Une réponse à “Marseille, le Bronx de la France”

  1. J’ose croire que dans une étude sur l’impact des homicides dans les représentations d’un territoire, Sevran, la Guadeloupe, qui ne sont pas épargnées, passeraient largement derrière Marseille, tout de suite plus connotée. Il faut dire que le cinéma n’a pas arrangé les choses (Les « Borsalino », « French connection II », ou encore les beaux films de JP Melville « Le cercle rouge », « le deuxième souffle »). Le « décor de rêve » devient donc « cauchemar » ? Pour qui exactement ? Ce sont les gangs qui s’entretuent : luttes de clans, de territoires, de règlements de compte de dettes à honorer. On se focalise sur le fils du directeur sportif, dont la charogne mérite une photo sur votre page (Adrien Anigo), mais le gars en question n’était pas innocent ! La population « civilisée » est-elle vraiment affectée dans son quotidien, angoisse, crainte ? Pour y avoir vécu 23 ans, je n’en ai pas le sentiment. Les marseillais ne se lèvent pas chaque matin en se demandant si une balle va leur « tomber sur la tête ». Les fusillades ne sont pas un paysage familier pour la population, n’en déplaise aux « Guignols de l’info » à propos de leur sketch sur les marseillais en vacances en Afghanistan, pour qui le pays semble bien calme par rapport à ce qu’ils vivent sur la Cannebière.

    De beaux sujets de mémoire, je crois :

    Le rôle des médias dans cette fixation sur la ville ; enquête auprès de parisiens et de provinciaux pour qui Marseille reste une ville où « il ne fait pas bon vivre », à fuir, sans jamais n’y avoir mis les pieds d’ailleurs.

    Modification des trajectoires de certains bus RTM qui contournent les quartiers « à risques » (incendie, agressions chauffeurs, caillassage…) : quelle stratégie de mobilités pour les populations concernées ?

    En dernier lieu, à propos du « cabanon de Jean-Claude » : l’accès règlementé à la calanque de Sormiou en période estivale mériterait d’être étudié.

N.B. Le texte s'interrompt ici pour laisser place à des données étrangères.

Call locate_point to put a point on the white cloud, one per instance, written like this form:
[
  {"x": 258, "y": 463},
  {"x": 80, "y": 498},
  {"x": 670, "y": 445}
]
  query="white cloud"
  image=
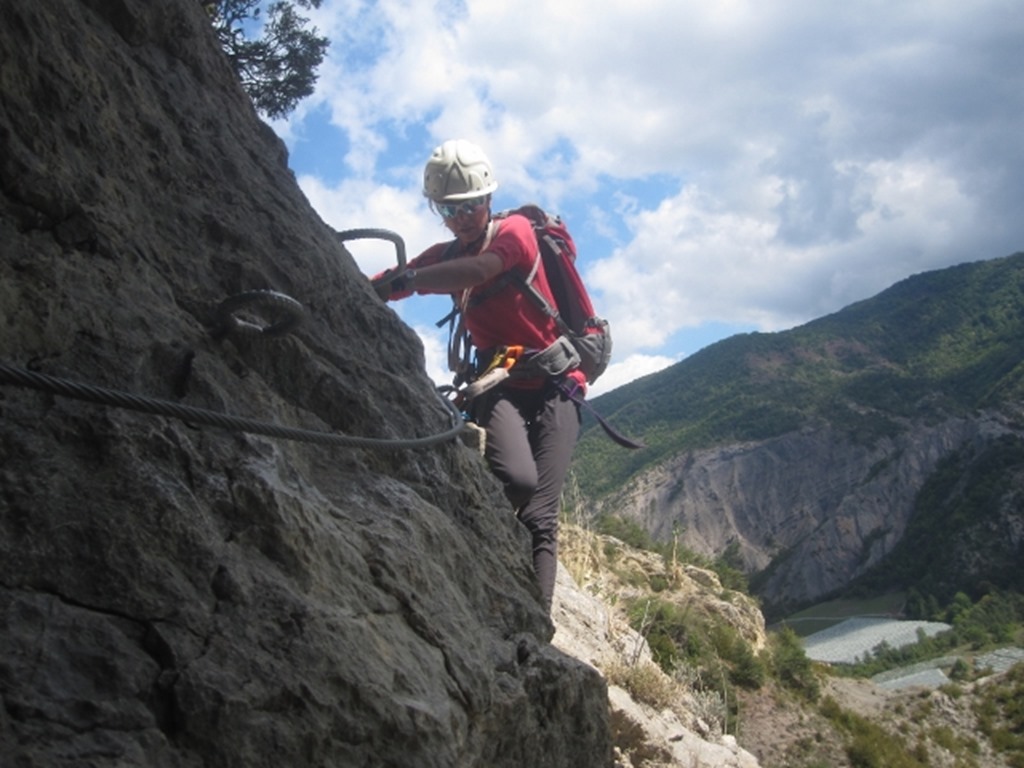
[
  {"x": 754, "y": 163},
  {"x": 632, "y": 368}
]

En dehors du risque d’incendie, ce sont des catégories populations particulières qui sont visées, au premier rang desquelles les jeunes maghrébins de la Cayolle – « cité » de type quartiers Nord mais située… à l’extrême sud de la ville, à l’entrée de la calanque de Sormiou – y sont refusés, car ils véhiculent des modes de pratique qui perturberaient la tranquillité des vacanciers dans leurs cabanons ou sur la plage (nuisances sonores, attitude non-conforme à l’idée que l’on pourrait se faire de cet espace etc.). La mise en place d’un accès exclusivement réservé aux propriétaires de cabanons obligent à contourner l’accès traditionnel par des chemins plus ou moins perilleux. Ce conflit d’usage d’un espace public (une des rares calanques habitée) quasi privatisé durant les vacances d’été mériterait d’être analysé pour comprendre les véritables raisons qui ont pu pousser les propriétaires à contrôler l’accès à cette calanque.